If you rent a house or apartment the government provides a default lease contract that sets a minimum standard of protection for both parties. But when you buy software or some tech gadget there are no standards of fairness or reciprocity imposed. The vendor offers a non-negotiable Terms of Service and either you agree to it or you don’t use that service. This works partly because individuals of limited means can’t fund a lawsuit or risk having to pay the legal expenses of the opposition if they lose, and partly because our elected representatives don’t feel it is in their interest to level the field for consumers.
Let this asymmetry of power play out for a time and when the day comes that you actually do wish to withhold consent, you may find that doing so has become difficult or even impossible. We encounter those Terms of Service documents individually and tend to think of them in the context of the individual vendors who foisted them on us, but the aggregate is what sets the standard.
In one recent case a judge ruled that there is no longer an expectation of privacy on any of your computing devices once you connect them to the Internet. That case was about child porn and decent people would revile any conclusion in which the defendants were acquitted. But getting that result set a precedent that applies to all of us, and when it comes to the government hacking into our online devices we no longer have an expectation of privacy or the right to withhold consent.

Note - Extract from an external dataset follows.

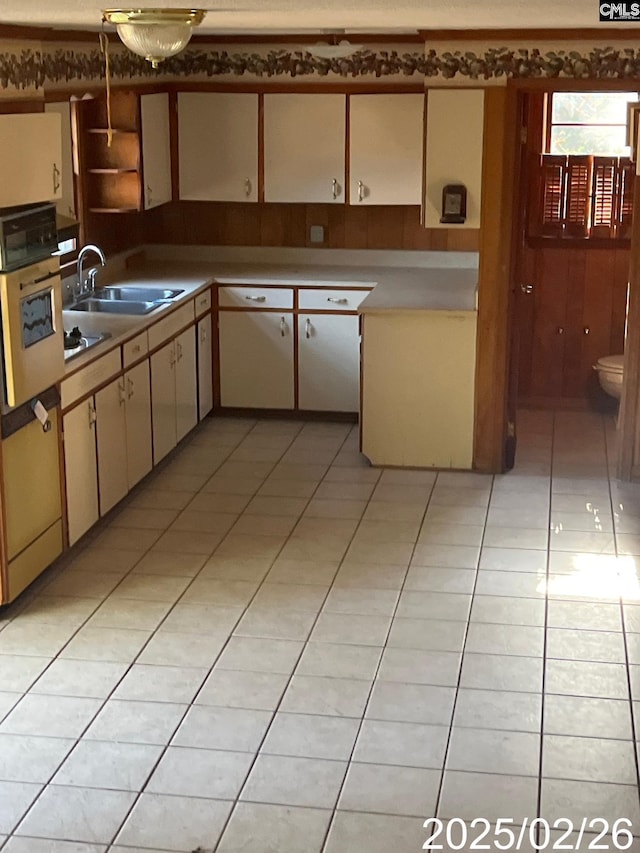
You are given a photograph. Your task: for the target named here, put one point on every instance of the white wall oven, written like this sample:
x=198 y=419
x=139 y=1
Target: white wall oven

Our homes are our last bastion of privacy. Could we lose our right to withhold consent to searched inside our home? That depends. How many cameras are within 15 feet of you right now? How many listening devices? Amazon Alexa? Google Home? Bixby? Siri? XBox? Samsung TVs? Each of these services binds the user to a contract that grants the vendor rights to capture recordings from the devices, usually for quality assurance and customer support, and forward that data to unnamed “affiliates.” Even if the vendors are extremely ethical, the devices connect to the Internet and can be hacked.
If any device connected to the Internet has no expectation of privacy, then the fact that these devices are inside the privacy envelope of our homes makes little difference. We pierced the veil of privacy by installing the device and clicking “I Agree” on the Terms of Service. It’s only a matter of time before we lose the right to withhold consent for the digital search of our home or the capture and archive over time of sound and video from all our “smart” devices.

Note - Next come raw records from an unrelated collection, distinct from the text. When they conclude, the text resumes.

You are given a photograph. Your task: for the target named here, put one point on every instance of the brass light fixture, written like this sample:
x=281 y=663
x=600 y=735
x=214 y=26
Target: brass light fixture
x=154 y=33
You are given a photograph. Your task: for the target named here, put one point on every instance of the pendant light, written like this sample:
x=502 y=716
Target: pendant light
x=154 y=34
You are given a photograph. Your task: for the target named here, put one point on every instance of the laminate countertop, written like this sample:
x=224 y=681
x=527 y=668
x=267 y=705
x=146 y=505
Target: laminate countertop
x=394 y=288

In the end, privacy isn’t about whether you have something to hide. It’s about consent. Every single case in which you are told that a privacy invasion will benefit you, there is a benefit to the vendor that they are probably not telling you about. This is because if they provided full disclosure you might realize they are actually acting against your interest and withhold your consent. If they do not disclose then you never get an opportunity to provide informed consent. Instead you get the marketing telling you one reality, and a Terms of Service you don’t read that tells you a different one.
Here in the US we used to have a legally protected right to withhold consent to all sorts of things. But like a trademark, if you don’t use it, don’t defend it, you eventually lose it. To say “I have nothing to hide from privacy-invading technology” is to waive your right to withhold consent. When this practice becomes the norm then our policy flips from an assumed right to withhold consent to a default in which no consent is required.

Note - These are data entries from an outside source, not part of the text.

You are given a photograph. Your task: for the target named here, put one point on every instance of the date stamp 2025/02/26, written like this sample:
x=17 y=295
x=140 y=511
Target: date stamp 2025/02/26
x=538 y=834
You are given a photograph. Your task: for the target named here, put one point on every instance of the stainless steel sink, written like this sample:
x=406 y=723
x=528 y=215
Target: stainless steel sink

Privacy isn’t about where you draw the line. It’s about your ability to draw a line at all. Exercising your right to withhold consent to invasion of your privacy is your only means of preserving that right. It’s about time we started saying “no” more often to invasive technology, and stopped treating those of us who already do this as conspiracy theorists. Because even if you don’t care about privacy, I guarantee you care about consent.